EPA takes first step toward regulating microplastics, pharmaceuticals in tap water

 

By SUZANNE DOWNING

April 5, 2026 – The US Environmental Protection Agency has taken an initial step toward potentially regulating microplastics and pharmaceuticals in drinking water, announcing a new draft list of contaminants that could eventually lead to federal limits for public water systems.

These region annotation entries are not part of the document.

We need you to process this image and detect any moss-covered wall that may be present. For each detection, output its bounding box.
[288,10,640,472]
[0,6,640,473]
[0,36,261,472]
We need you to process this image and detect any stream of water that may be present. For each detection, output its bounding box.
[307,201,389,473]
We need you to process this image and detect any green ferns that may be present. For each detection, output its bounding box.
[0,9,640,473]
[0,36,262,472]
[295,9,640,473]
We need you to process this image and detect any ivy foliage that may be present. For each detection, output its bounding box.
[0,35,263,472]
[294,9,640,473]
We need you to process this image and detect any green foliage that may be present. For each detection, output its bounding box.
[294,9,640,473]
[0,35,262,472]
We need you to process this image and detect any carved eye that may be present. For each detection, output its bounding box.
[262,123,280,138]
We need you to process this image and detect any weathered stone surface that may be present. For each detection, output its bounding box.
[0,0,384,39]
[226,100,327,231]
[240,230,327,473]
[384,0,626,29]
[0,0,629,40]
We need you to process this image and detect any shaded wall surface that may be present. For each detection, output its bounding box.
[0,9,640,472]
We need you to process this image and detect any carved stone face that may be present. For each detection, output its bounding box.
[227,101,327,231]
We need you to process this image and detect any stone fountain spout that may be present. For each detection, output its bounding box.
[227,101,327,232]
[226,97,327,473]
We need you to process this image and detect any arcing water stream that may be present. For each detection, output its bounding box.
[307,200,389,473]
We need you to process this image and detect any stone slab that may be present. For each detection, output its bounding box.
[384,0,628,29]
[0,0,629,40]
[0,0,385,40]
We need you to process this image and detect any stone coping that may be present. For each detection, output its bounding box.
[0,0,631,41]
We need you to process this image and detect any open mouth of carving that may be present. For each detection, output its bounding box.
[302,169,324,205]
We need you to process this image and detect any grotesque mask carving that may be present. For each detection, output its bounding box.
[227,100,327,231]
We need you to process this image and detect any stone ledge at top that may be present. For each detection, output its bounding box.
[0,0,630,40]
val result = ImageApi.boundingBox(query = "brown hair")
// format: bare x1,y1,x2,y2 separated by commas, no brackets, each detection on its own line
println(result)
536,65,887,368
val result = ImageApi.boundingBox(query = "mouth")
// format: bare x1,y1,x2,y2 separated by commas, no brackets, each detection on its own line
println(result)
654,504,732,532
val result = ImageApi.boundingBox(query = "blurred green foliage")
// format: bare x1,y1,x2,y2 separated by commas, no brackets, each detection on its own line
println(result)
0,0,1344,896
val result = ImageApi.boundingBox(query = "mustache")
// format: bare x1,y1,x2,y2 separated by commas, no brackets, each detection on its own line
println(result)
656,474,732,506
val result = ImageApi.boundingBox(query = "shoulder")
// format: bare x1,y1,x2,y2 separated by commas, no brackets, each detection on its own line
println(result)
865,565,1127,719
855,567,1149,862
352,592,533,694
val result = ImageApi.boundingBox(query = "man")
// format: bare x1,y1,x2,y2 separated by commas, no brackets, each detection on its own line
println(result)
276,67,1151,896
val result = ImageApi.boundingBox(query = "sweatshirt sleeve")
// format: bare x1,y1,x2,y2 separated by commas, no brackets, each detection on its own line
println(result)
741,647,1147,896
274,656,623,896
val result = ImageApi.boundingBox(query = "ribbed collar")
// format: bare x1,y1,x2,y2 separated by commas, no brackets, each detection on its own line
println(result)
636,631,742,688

The agency on Thursday released its draft Sixth Contaminant Candidate List (CCL 6), a procedural step under the Safe Drinking Water Act that identifies substances that may require future regulation.

For the first time, the list includes microplastics and pharmaceuticals as priority contaminant groups, along with certain “forever chemicals,” disinfection byproducts, dozens of chemicals, and several microbes that may be found in drinking water.

The move does not impose immediate new rules on water utilities. Instead, the list is used to guide research, monitoring, and data collection before the EPA determines whether national drinking water standards are warranted.

EPA Administrator Lee Zeldin said the decision reflects growing public concern about emerging contaminants.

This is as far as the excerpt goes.